Abstract

Introduction
The articles in this issue are largely the result of the first Education Frontiers Forum held on the campus of East China Normal University in October 2018. The theme of the forum was Large-Scale Assessment (LSA): Problems and Prospects.
The purpose of the forum was not to discuss the technical issues of LSAs or assessment. Instead, it was to debate and discuss the use (or misuse) of LSAs, the role of LSAs in education, and the capacity and the limitations of LSAs to assess what matters in education at a philosophical level. In other words, we were more interested in discussing what LSA cannot do than what it can. We were also more concerned about the negative consequences of LSAs in education than their positive impact.
The impetus of the forum’s focus on LSAs came from the realization that the education around the globe has come to a critical moment and the likelihood of more LSAs being used to drive educational changes. Education systems in the world are all facing the challenges brought about by technological changes. There has been a growing consensus that education needs to change in order to cultivate human capacities fitting for the future (Barber, Donnelly, & Rizvi, 2012; Schleicher, 2018; Schwab, 2015; Trilling & Fadel, 2009; Wagner, 2008, 2012; World Economic Forum, 2016; Zhao, 2012). LSAs have been enlisted as a powerful tool to drive the change. In the U.S., for example, the No Child Left Behind Act used LSAs as a primary policy tool in its national attempt to hold schools and educators accountable for closing the so-called achievement gap (Hess, 2011; No Child Left Behind Act of 2001, 2002; Zhao, 2009). The Programme for International Student Assessment (PISA) was developed by the Organisation for Economic Co-operation and Development with the purpose to provoke and drive education reforms around the world (Baird et al., 2016; Schleicher, 2018).

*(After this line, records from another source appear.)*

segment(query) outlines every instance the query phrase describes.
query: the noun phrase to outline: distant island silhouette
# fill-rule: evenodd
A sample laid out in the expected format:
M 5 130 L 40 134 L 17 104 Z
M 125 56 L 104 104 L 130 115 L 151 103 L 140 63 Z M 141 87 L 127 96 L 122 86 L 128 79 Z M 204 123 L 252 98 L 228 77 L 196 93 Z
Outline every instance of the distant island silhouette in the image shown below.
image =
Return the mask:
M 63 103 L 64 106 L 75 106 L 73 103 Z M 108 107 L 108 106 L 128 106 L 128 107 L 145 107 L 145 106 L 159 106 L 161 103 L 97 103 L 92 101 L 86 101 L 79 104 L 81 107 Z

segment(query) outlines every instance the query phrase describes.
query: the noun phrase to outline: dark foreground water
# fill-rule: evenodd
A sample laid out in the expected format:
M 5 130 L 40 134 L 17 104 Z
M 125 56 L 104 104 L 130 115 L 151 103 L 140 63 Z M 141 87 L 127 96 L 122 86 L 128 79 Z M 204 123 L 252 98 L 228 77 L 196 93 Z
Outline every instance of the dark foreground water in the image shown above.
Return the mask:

Similarly, China has engaged in multiple waves of efforts to reform its National College Entrance Exam, the Gaokao, over the past few decades in order to induce changes in its education that include reducing academic pressure and cultivating the diverse and creative talents (Zhao, 2014; Zhao & Wang, 2018). Likewise, South Korea has made significant changes to the use of LSAs for college admissions for the purpose of making its education less stressful and more supportive of talents needed in the 21st century (Zhao, 2015; Zhao & Wang, 2018). The College Board, the owner of one of the most influential LSAs for college admissions, the SAT, has also introduced changes to the test (Landy, 2014).
There are more LSAs on the horizon. PISA has plans to expand its enterprise to include assessments for 5-year-olds or the “baby PISA” (Pence, 2016) and assessments for creativity, collaboration, and global competence. Different countries have also expressed increasing interest in developing assessments for the so-called 21st-century skills or soft skills such as entrepreneurial thinking, creativity, collaboration, growth mindset, and so on (Duckworth & Yeager, 2015; Zhao, 2016a). It is thus important to examine the potential negative impacts of LSAs.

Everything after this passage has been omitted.